Sunday, February 05, 2006

World history in the " short " 20th century

It has always been my personal habit to carry a book or two with me for leisurely reading during holidays because I never waste time on gambling. This Chinese New Year was no exception and the selection was British historian Eric Hobsbawm's Age of Extremes - The Short Twentieth Century, 1914-1991 (London, Abacus, 1995).

I read the book before in the mid-1990s but I decided to re-read it because I strongly felt I missed something important during the first reading. Indeed, re-reading contemporary history with newer observations and experiences often sheds new light on some old - but still unresolved- questions or problems.
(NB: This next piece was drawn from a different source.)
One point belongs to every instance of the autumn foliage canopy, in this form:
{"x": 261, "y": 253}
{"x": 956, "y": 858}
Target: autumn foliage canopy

Howsbawm, for example, had already observed some ten years ago that "(t)he end of the Cold War suddenly removed the props which had held up the international structure and, to an extent not yet appreciated, the structures of the world's domestic political system" and "what was left was a world in disarray and partial collapse, because there was nothing to replace them" (p.255).

On the resurgence of religious fundamentalism as a factor in international and domestic politics, Hobsbawm remarks that "(F)undamentalist religion as a major force of successful mass mobilization belongs to the last decades of the twentieth century, which have even witnessed a bizarre return to fashion among some intellectuals of what their educated grandfathers would have described as superstition and barbarism" (p.202).